Court / Forum : Supreme Court of India Citation : 2020 SCC OnLine SC 714 Coram : Chief Justice of India S.A. Bobde, Justice A.S. Bopanna and Justice V. Ramasubramanian Subject : Article 217(2)(a) and (b) of the Constitution of India Date of Decision : September 4, 2020
The Petitioners were appointed as Entry Level District Judges by way of direct recruitment in February, 2011. At the time of their appointment, the Petitioners had an experience of more than 10 years as practising advocates.
When vacancies arose for elevation to the High Court as Judges, as against the 1/3rd quota meant to be filled up from among the State Judicial Officers, the Collegium of the High Court of Madhya Pradesh found that the Petitioners had not completed 10 years of service in a Judicial Office as required by Article 217(2)(a) of the Constitution of India (“Constitution”).
The Petitioners were aggrieved by the action of the Collegium of the High Court of Madhya Pradesh, as despite being the senior-most in the cadre of District Judges, the Petitioners have been overlooked and their juniors were recommended for elevation to the High Court as Judges.
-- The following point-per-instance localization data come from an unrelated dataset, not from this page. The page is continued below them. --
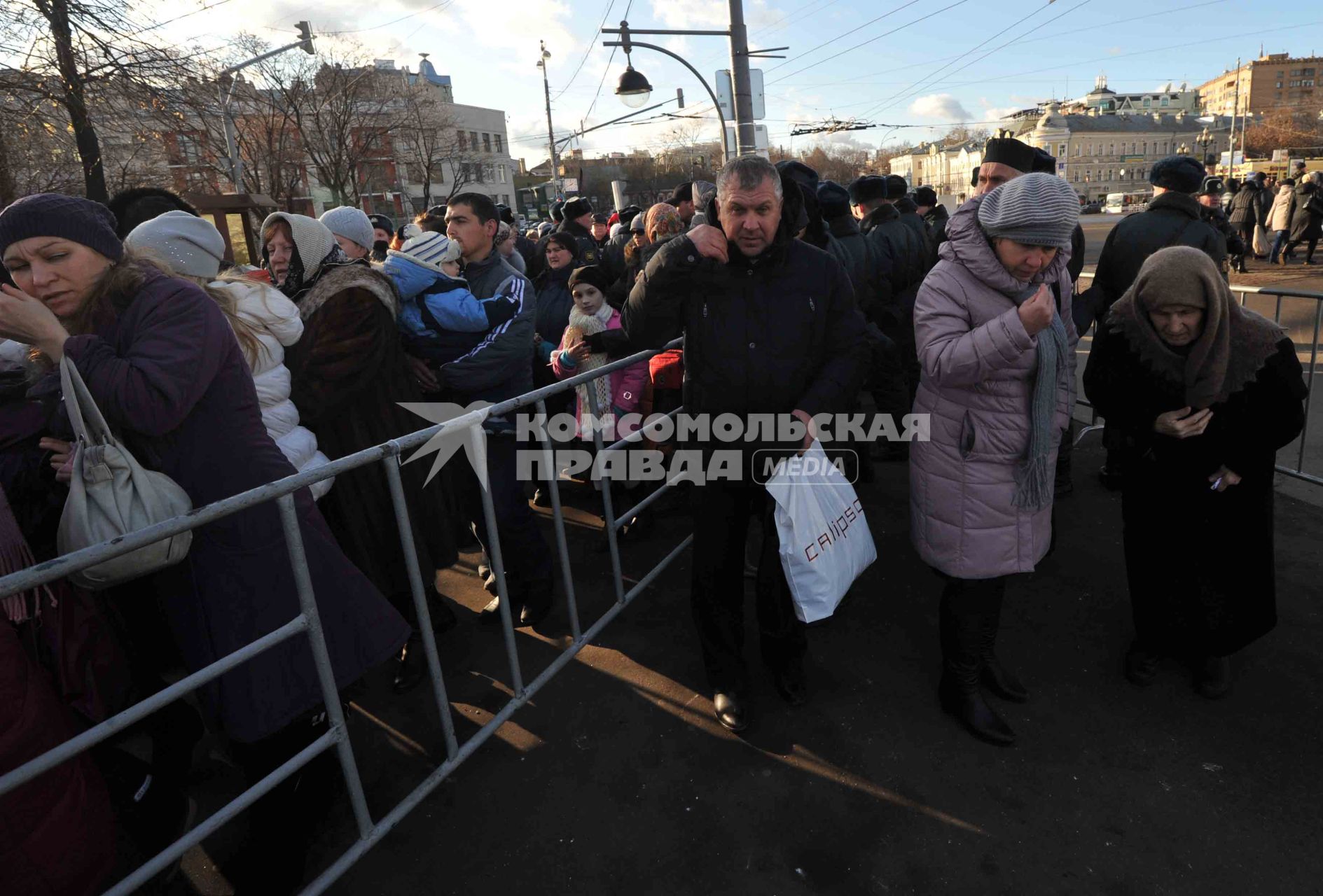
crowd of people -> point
(796, 296)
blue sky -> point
(922, 62)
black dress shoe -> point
(490, 613)
(791, 683)
(973, 711)
(1002, 681)
(1141, 666)
(1214, 678)
(729, 711)
(410, 668)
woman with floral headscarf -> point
(349, 374)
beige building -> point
(1273, 81)
(946, 169)
(1113, 153)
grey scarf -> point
(1034, 477)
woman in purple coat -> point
(997, 351)
(167, 373)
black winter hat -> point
(683, 193)
(867, 188)
(629, 213)
(834, 200)
(67, 217)
(593, 275)
(799, 172)
(1011, 153)
(1044, 162)
(132, 208)
(576, 208)
(1178, 174)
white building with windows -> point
(1113, 153)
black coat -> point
(1245, 206)
(1199, 562)
(900, 258)
(1171, 220)
(1308, 214)
(846, 242)
(763, 336)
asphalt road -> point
(617, 780)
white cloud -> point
(940, 106)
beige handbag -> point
(110, 496)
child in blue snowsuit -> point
(440, 318)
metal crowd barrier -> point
(309, 622)
(1242, 293)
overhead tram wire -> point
(592, 43)
(928, 81)
(936, 12)
(387, 24)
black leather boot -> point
(994, 676)
(962, 644)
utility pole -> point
(550, 134)
(305, 44)
(1231, 146)
(740, 85)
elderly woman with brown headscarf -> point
(1204, 393)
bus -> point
(1123, 202)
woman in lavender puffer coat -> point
(997, 351)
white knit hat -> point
(1032, 209)
(349, 223)
(188, 244)
(431, 248)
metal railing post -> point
(559, 519)
(607, 513)
(507, 619)
(321, 660)
(416, 587)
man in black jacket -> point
(1172, 218)
(901, 258)
(770, 328)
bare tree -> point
(71, 46)
(430, 143)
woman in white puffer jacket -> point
(263, 320)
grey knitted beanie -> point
(188, 244)
(1032, 209)
(349, 223)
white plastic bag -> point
(824, 538)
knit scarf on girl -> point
(583, 326)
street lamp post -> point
(305, 43)
(550, 136)
(634, 88)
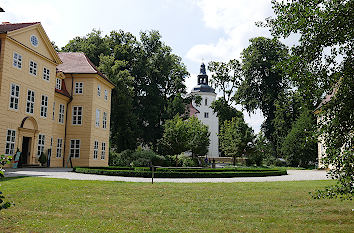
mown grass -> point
(58, 205)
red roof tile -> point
(7, 27)
(78, 63)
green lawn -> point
(58, 205)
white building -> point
(205, 113)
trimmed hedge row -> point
(179, 173)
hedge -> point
(180, 173)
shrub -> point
(184, 172)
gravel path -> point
(66, 173)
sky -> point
(197, 30)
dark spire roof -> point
(203, 85)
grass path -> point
(58, 205)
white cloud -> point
(237, 21)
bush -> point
(184, 172)
(137, 158)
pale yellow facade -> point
(36, 117)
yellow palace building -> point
(52, 103)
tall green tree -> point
(263, 79)
(322, 62)
(235, 137)
(184, 135)
(300, 145)
(226, 78)
(149, 81)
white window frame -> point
(53, 114)
(30, 101)
(41, 143)
(99, 90)
(46, 74)
(44, 106)
(95, 150)
(10, 142)
(105, 94)
(58, 83)
(76, 117)
(17, 60)
(98, 112)
(104, 120)
(14, 96)
(75, 148)
(103, 151)
(79, 88)
(59, 147)
(33, 68)
(61, 113)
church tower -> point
(205, 113)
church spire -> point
(202, 77)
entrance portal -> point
(26, 151)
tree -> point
(287, 110)
(300, 145)
(322, 62)
(184, 135)
(226, 78)
(198, 140)
(149, 81)
(263, 79)
(235, 137)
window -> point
(75, 148)
(53, 115)
(34, 40)
(14, 96)
(77, 115)
(103, 151)
(79, 88)
(30, 101)
(97, 117)
(17, 60)
(95, 150)
(61, 113)
(105, 95)
(46, 74)
(99, 90)
(33, 68)
(44, 106)
(10, 142)
(59, 147)
(104, 120)
(58, 84)
(41, 138)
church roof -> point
(8, 27)
(203, 85)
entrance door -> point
(26, 151)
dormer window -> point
(58, 84)
(17, 62)
(99, 90)
(34, 40)
(33, 68)
(105, 94)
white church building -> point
(205, 113)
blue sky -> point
(195, 29)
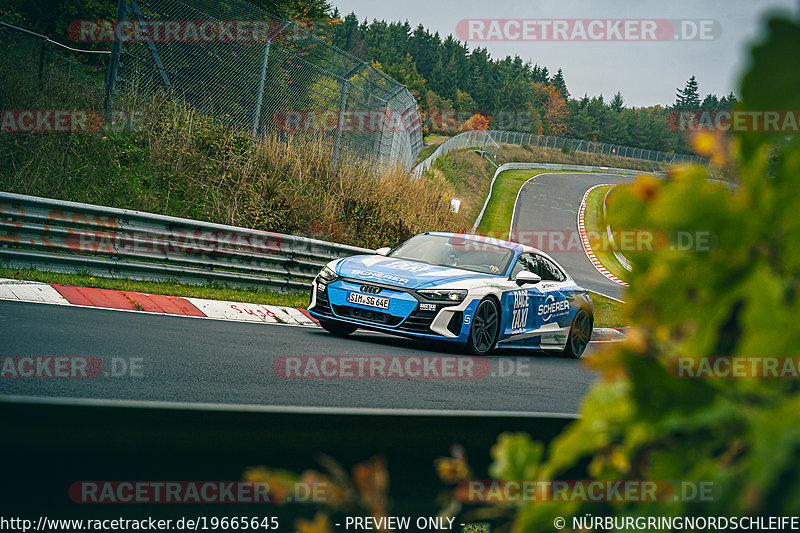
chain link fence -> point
(264, 75)
(32, 59)
(488, 142)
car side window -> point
(547, 270)
(524, 262)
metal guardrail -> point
(482, 139)
(71, 237)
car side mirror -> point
(528, 278)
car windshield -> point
(456, 251)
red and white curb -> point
(585, 240)
(29, 291)
(35, 292)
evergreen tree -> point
(617, 103)
(688, 98)
(560, 85)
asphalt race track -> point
(550, 202)
(182, 359)
(208, 361)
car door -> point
(553, 307)
(521, 304)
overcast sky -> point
(646, 73)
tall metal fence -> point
(262, 74)
(488, 141)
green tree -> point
(736, 299)
(688, 97)
(560, 85)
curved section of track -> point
(550, 203)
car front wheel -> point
(485, 327)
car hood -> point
(401, 272)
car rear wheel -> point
(485, 327)
(337, 329)
(579, 334)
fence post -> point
(262, 80)
(150, 44)
(113, 61)
(337, 146)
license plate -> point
(368, 300)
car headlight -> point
(328, 275)
(444, 295)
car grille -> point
(323, 305)
(419, 322)
(367, 315)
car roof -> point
(517, 247)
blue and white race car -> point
(479, 292)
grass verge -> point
(208, 292)
(608, 313)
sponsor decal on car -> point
(519, 315)
(551, 308)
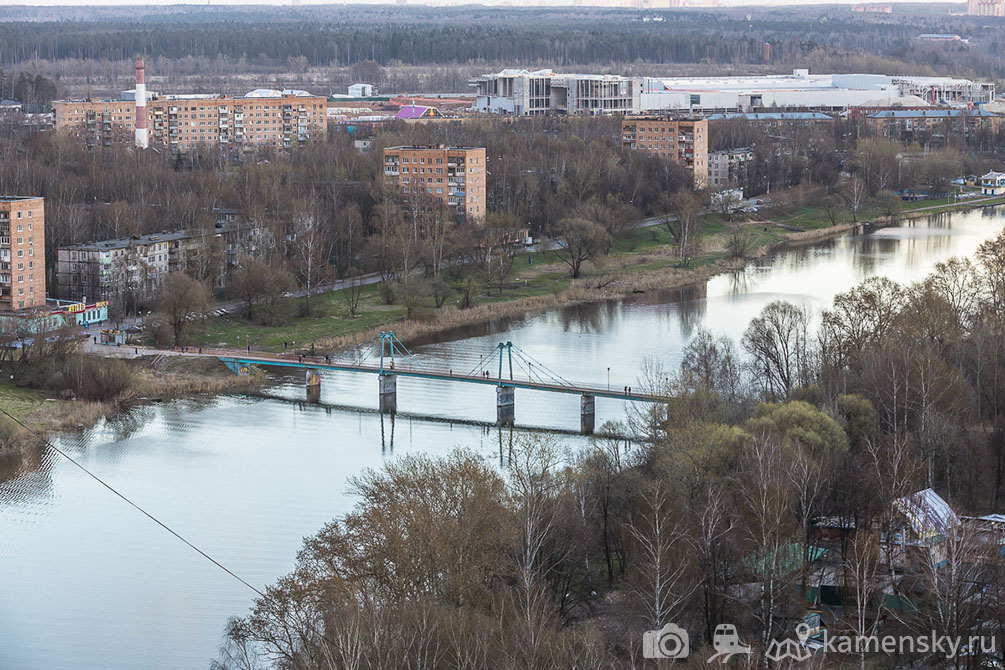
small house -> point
(926, 522)
(993, 184)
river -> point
(87, 582)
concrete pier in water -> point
(388, 385)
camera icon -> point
(668, 642)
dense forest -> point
(294, 38)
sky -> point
(608, 3)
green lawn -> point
(18, 401)
(330, 318)
(534, 273)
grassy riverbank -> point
(44, 413)
(642, 260)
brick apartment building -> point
(454, 176)
(927, 125)
(262, 118)
(22, 253)
(129, 271)
(683, 141)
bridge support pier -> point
(587, 414)
(506, 413)
(388, 385)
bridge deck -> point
(598, 392)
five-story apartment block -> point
(452, 176)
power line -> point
(281, 608)
(133, 504)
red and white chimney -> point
(141, 106)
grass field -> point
(534, 274)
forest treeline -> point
(704, 516)
(835, 39)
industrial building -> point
(522, 93)
(452, 176)
(809, 91)
(130, 270)
(683, 141)
(261, 118)
(22, 253)
(728, 167)
(986, 7)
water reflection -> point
(86, 582)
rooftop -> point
(773, 116)
(932, 114)
(143, 240)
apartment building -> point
(728, 167)
(683, 141)
(927, 125)
(96, 123)
(129, 271)
(22, 253)
(262, 118)
(453, 176)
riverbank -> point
(643, 271)
(150, 380)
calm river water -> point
(86, 582)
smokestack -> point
(141, 106)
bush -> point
(95, 379)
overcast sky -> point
(607, 3)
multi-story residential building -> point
(522, 92)
(129, 271)
(728, 167)
(779, 121)
(927, 125)
(96, 123)
(453, 176)
(986, 7)
(262, 118)
(22, 253)
(684, 141)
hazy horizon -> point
(515, 4)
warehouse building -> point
(523, 92)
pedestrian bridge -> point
(395, 361)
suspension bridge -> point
(507, 367)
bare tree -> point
(857, 192)
(181, 299)
(581, 240)
(681, 214)
(778, 343)
(660, 580)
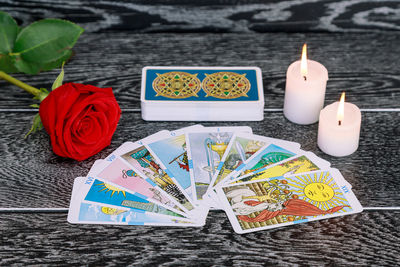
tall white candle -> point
(305, 90)
(339, 130)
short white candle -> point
(338, 135)
(305, 90)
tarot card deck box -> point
(202, 94)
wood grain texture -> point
(363, 65)
(366, 239)
(215, 16)
(31, 176)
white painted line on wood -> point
(380, 109)
(33, 209)
(381, 208)
(265, 110)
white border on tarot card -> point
(113, 158)
(143, 176)
(87, 185)
(322, 164)
(230, 129)
(172, 134)
(338, 178)
(250, 137)
(234, 174)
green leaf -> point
(8, 32)
(6, 64)
(57, 63)
(43, 94)
(36, 125)
(59, 79)
(44, 43)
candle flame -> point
(303, 65)
(340, 114)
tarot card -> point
(300, 163)
(144, 164)
(96, 191)
(206, 148)
(264, 157)
(122, 175)
(282, 201)
(240, 148)
(171, 153)
(90, 213)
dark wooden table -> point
(35, 184)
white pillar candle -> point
(338, 134)
(305, 90)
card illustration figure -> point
(240, 149)
(206, 150)
(172, 153)
(287, 200)
(263, 158)
(121, 174)
(297, 165)
(101, 192)
(141, 159)
(94, 213)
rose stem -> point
(34, 91)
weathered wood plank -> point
(366, 239)
(31, 176)
(364, 65)
(214, 16)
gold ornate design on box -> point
(226, 85)
(176, 85)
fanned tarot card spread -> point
(206, 148)
(173, 178)
(282, 201)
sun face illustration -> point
(107, 187)
(318, 189)
(319, 192)
(111, 211)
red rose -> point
(80, 119)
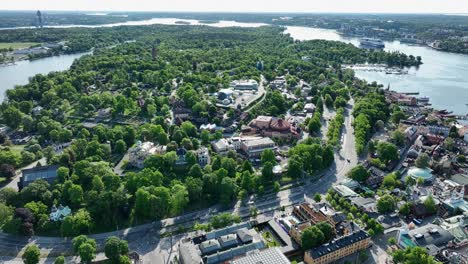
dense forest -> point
(138, 73)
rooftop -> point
(270, 255)
(43, 172)
(338, 243)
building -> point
(338, 248)
(309, 108)
(220, 246)
(58, 214)
(439, 130)
(431, 236)
(224, 145)
(245, 85)
(225, 96)
(270, 255)
(273, 127)
(142, 150)
(46, 173)
(278, 83)
(254, 148)
(203, 156)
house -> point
(270, 255)
(244, 85)
(220, 246)
(255, 147)
(338, 248)
(37, 110)
(309, 108)
(141, 151)
(203, 156)
(439, 130)
(273, 127)
(46, 173)
(181, 153)
(58, 214)
(278, 83)
(224, 145)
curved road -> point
(146, 238)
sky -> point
(306, 6)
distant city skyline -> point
(292, 6)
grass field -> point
(17, 45)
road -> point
(146, 239)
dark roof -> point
(338, 243)
(43, 172)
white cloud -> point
(352, 6)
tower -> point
(154, 52)
(39, 19)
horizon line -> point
(235, 12)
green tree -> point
(312, 237)
(115, 248)
(405, 209)
(387, 152)
(180, 198)
(85, 248)
(31, 255)
(359, 173)
(268, 156)
(422, 161)
(430, 205)
(398, 138)
(317, 197)
(412, 255)
(386, 204)
(12, 117)
(120, 146)
(60, 260)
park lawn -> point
(17, 45)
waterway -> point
(443, 76)
(20, 72)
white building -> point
(245, 85)
(141, 151)
(254, 148)
(309, 108)
(203, 156)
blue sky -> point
(354, 6)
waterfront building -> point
(220, 246)
(270, 255)
(272, 127)
(245, 85)
(203, 156)
(278, 83)
(142, 150)
(46, 173)
(338, 248)
(255, 147)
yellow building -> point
(338, 248)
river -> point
(443, 76)
(20, 72)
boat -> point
(372, 43)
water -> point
(21, 71)
(159, 21)
(443, 77)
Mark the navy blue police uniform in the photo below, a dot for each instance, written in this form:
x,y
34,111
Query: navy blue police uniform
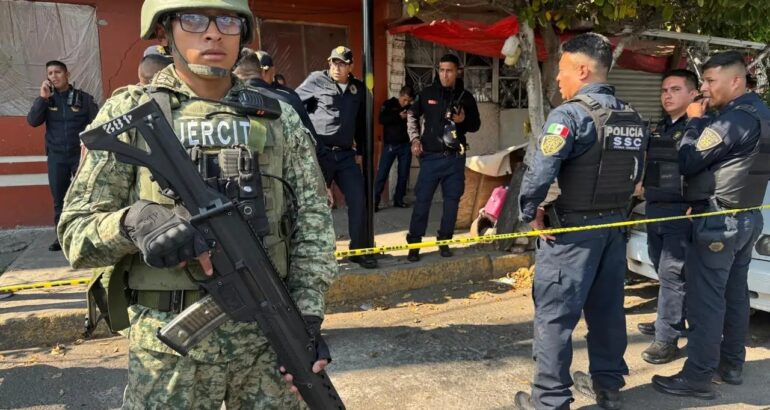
x,y
395,147
725,159
578,272
65,114
440,165
667,241
339,119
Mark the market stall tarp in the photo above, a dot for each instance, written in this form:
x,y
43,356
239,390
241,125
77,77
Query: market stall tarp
x,y
32,33
464,35
487,40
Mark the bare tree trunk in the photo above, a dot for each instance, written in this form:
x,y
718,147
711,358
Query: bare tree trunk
x,y
619,49
551,65
534,86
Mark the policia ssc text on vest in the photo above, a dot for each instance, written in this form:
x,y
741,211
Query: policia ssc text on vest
x,y
246,286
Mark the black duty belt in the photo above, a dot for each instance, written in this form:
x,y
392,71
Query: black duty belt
x,y
338,148
166,300
578,218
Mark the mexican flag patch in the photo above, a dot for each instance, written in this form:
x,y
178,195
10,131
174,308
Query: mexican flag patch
x,y
557,129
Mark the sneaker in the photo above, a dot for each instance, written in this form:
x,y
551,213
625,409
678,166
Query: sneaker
x,y
523,401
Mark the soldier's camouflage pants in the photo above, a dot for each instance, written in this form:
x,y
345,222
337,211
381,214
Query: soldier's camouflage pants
x,y
248,379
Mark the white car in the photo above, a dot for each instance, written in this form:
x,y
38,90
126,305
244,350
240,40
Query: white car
x,y
759,270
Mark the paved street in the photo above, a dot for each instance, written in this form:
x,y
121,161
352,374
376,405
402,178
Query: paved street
x,y
457,347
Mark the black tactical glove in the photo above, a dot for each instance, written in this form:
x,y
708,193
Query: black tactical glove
x,y
165,239
313,324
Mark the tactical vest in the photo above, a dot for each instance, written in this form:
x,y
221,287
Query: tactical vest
x,y
603,178
662,179
205,128
739,182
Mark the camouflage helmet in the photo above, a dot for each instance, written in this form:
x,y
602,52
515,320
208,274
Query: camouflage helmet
x,y
152,10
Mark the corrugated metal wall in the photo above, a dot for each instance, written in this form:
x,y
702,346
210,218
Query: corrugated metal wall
x,y
640,89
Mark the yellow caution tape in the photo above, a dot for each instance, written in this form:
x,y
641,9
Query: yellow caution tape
x,y
550,231
474,239
41,285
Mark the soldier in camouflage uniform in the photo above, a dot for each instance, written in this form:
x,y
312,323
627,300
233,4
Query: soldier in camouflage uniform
x,y
114,209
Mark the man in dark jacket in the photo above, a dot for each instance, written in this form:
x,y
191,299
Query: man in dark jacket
x,y
667,241
446,112
395,144
335,100
65,111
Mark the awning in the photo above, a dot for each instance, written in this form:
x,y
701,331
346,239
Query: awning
x,y
464,35
487,40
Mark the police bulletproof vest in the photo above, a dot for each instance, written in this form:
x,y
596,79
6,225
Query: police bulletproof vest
x,y
222,143
603,178
662,173
738,182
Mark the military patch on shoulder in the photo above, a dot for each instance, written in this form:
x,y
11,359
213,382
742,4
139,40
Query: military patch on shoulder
x,y
163,79
707,140
550,144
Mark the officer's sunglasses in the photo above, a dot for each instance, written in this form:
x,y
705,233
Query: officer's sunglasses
x,y
199,23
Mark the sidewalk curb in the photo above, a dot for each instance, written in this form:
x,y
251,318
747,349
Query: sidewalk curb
x,y
49,329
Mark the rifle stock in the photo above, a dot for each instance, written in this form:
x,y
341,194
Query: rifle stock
x,y
246,286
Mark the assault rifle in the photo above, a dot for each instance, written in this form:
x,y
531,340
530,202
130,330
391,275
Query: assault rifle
x,y
246,286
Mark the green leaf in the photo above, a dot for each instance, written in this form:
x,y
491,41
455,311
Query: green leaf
x,y
668,12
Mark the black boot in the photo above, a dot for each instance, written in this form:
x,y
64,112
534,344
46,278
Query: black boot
x,y
647,328
444,249
678,385
606,398
366,261
730,374
414,255
660,352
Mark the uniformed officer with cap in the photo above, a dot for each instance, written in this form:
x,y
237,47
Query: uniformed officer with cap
x,y
437,124
65,111
725,158
256,69
336,100
663,191
594,143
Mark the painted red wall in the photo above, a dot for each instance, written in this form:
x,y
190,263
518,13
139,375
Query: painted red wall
x,y
121,49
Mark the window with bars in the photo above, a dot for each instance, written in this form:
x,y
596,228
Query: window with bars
x,y
487,78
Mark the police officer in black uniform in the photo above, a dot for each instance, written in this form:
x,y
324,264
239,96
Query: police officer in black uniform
x,y
594,143
335,100
395,145
663,192
725,158
437,123
65,111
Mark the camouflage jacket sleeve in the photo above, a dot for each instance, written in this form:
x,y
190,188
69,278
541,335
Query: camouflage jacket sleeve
x,y
311,252
100,194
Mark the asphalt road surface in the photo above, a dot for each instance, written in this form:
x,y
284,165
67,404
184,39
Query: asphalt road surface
x,y
466,346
Thus, the Petitioners filed the writ petition challenging the action of the Collegium of the High Court of Madhya Pradesh.
Whether the sub-clauses (a) and (b) of Article 217(2) along with Explanations (a) and (aa) shall be applied simultaneously while determining the eligibility of a person for the appointment as a Judge of High Court?
The Hon’ble Supreme Court observed that, Article 233(2) of the Constitution provides for two sources of recruitment; one is from judicial service, and the other is from Bar. If a person is found to have satisfied the eligibility criteria, then he must take his place in one of the queues.
Further, the queue to which a person is assigned, depends upon his status on the date of consideration. If a person is an advocate on the date of consideration, he can take his place only in the queue meant for members of the Bar. Similarly, if a person is a judicial officer on the date of consideration, he shall take his chance only in the queue meant for service candidates. However, a person cannot hop on and hop off from one queue to another.
It was also observed that, the Petitioners cannot invoke Explanation (a) of Article 217 of the Constitution to club the experience Petitioner had at the Bar before joining judicial service, to claim eligibility for considering them for elevation as High Court Judges, as it applies only to those who have become advocates after having held a judicial office.
The Hon’ble Supreme Court while dismissing the writ petition held that, the condition for such addition of some other period, under Explanation (a) is that such other period should have followed and not preceded the judicial service, which is made clear by the use of the words “after he has held any judicial office” in the said explanation.